Catullo: Odio e amo


Gaio Valerio Catullo (85 a.C. – 54 a.C.) nato a Verona e morto a Roma, è considerato il più grande poeta lirico della letteratura latina. Il suo Liber (116 carmi di lunghezza diversa e di argomento vario) propone una poesia molto personale e con forti elementi autobiografici.

Fra i numerosi temi presenti nel libro, nel quale si trovano anche poesie scherzose e vivacemente polemiche e versi legati al mondo degli affetti familiari e dell’amicizia, prevale il tema dell’amore. Esso è presentato attraverso una vera e propria storia: il poeta canta una donna bella, libera e intelligente che nasconde sotto lo pseudonimo di Lesbia.

La storia d’amore passa attraverso le fasi di un innamoramento appassionato e quasi ingenuo, della passione, della delusione per l’infedeltà della donna amata, fino ad arrivare a un’amara preghiera agli dèi perché liberino il poeta da un amore sentito ormai come distruttivo.

Odio e amo

La brevissima poesia di Catullo che ho letto esprime in versi estremamente concentrati quello che spesso avviene in un rapporto d’amore difficile, e che è tanto complicato da dire anche usando moltissime parole: a volte si ama e si odia nello stesso tempo, e questo sentimento conflittuale fa soffrire.

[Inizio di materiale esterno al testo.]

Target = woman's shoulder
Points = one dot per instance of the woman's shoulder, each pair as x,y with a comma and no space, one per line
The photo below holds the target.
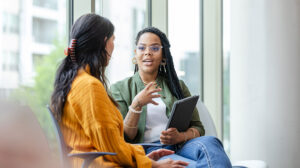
85,81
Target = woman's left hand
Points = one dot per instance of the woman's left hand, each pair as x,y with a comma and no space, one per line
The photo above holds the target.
157,154
171,136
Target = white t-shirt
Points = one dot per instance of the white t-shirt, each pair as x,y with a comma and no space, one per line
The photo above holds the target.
156,120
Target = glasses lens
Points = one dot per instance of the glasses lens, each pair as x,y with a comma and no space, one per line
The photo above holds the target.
141,48
154,48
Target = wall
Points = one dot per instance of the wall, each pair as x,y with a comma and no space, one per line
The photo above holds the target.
265,81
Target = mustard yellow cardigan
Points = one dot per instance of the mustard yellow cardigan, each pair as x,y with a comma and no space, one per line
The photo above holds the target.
91,122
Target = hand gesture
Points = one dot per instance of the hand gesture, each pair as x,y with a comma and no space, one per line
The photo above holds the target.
146,95
171,136
157,154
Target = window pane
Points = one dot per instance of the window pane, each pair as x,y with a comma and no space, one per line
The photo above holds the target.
51,4
226,88
184,35
32,38
128,18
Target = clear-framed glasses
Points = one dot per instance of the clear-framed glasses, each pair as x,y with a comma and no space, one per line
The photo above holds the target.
152,48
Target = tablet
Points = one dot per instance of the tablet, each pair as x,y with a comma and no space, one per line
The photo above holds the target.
181,113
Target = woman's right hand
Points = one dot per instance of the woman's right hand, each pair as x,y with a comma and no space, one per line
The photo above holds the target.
145,96
167,163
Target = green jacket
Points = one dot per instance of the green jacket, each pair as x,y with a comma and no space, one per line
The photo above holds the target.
125,90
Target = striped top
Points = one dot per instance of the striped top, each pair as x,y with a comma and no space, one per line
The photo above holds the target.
91,122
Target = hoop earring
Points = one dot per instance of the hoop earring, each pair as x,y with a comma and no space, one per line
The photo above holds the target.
134,60
163,64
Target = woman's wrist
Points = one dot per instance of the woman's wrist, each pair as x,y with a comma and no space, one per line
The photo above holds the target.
136,105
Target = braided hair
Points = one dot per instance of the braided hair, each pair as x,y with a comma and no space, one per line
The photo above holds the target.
167,71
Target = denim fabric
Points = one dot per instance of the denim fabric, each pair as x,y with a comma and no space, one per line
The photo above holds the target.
203,152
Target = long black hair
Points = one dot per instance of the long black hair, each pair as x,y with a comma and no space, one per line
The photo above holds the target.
168,71
89,33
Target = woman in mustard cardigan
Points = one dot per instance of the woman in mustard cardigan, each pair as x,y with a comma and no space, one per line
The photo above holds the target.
88,116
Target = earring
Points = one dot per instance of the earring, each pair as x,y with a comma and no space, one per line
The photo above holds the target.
134,60
163,64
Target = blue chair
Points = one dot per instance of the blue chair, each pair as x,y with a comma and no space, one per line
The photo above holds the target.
88,157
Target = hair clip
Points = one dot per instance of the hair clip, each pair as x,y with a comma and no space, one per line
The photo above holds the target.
70,51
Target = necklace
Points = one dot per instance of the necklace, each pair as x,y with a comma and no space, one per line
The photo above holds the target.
148,83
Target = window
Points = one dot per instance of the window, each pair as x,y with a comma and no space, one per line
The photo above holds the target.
128,18
44,30
184,35
10,61
226,75
30,47
51,4
10,23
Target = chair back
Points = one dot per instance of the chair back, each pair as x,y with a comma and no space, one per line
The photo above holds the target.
205,117
62,147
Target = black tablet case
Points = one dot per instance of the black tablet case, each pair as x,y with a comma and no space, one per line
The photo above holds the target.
182,112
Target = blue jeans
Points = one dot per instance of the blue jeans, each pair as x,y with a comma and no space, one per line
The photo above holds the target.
202,152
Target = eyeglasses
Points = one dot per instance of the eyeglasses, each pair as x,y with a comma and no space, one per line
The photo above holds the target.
153,48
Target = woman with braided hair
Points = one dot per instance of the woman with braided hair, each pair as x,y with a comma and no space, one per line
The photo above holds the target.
89,118
145,101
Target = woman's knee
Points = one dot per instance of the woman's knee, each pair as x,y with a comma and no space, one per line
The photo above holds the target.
206,141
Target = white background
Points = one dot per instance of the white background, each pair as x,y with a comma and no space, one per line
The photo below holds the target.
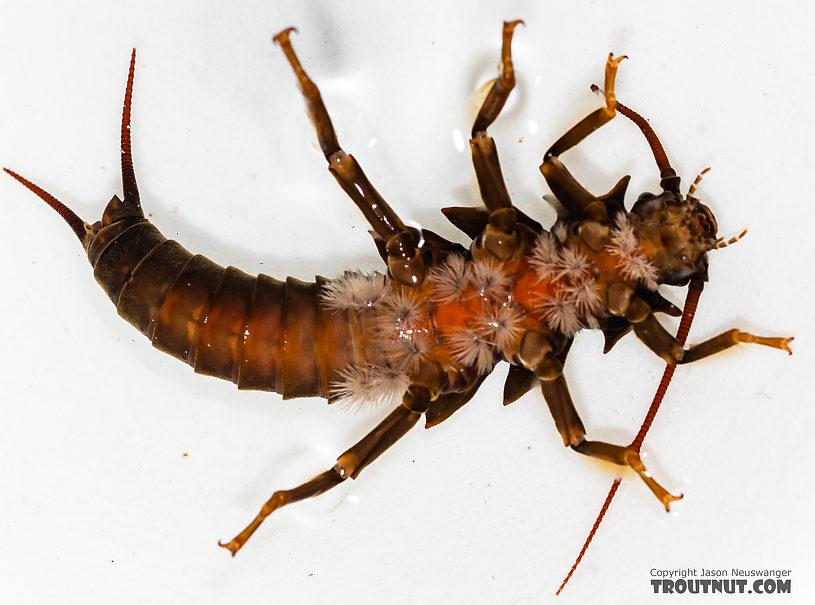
98,501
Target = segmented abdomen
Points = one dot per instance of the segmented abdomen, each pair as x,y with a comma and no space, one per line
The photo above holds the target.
258,332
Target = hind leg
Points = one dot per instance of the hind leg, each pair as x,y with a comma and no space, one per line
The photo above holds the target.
349,464
402,243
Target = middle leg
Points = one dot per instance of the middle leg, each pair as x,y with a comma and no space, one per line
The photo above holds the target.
484,153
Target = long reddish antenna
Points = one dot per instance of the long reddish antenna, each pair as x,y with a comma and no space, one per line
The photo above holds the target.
68,215
129,187
688,312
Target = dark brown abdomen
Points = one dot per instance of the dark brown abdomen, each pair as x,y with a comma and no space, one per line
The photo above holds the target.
258,332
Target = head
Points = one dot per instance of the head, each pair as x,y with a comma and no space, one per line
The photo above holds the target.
681,232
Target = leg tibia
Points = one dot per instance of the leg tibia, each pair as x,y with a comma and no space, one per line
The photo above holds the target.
731,338
349,464
627,456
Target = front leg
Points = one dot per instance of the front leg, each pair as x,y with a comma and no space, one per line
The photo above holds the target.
659,340
563,185
536,354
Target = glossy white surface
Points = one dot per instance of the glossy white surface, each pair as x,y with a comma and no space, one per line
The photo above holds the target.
121,468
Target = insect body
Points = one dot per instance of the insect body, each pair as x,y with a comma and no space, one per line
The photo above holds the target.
424,335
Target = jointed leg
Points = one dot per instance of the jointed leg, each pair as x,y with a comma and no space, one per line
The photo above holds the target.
485,155
349,464
570,427
536,355
563,185
659,340
404,259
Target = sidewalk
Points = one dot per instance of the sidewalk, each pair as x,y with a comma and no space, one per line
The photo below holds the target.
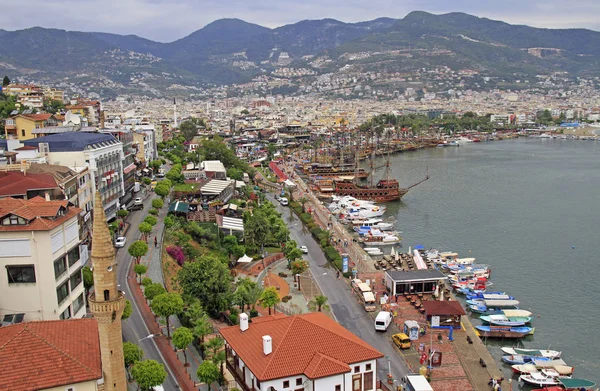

L’immagine chiave è una metafora, la figura retorica centrale della poesia. Vengono sovrapposti due concetti: sofferenza psichica dell’innamorato e sofferenza fisica di un torturato. Per comprendere e gustare la metafora – “excrucior” significa letteralmente “sono in croce”- è necessario sapere che, nella cultura latina, la crocifissione era il tipo di supplizio a cui erano sottoposti gli schiavi condannati a morte.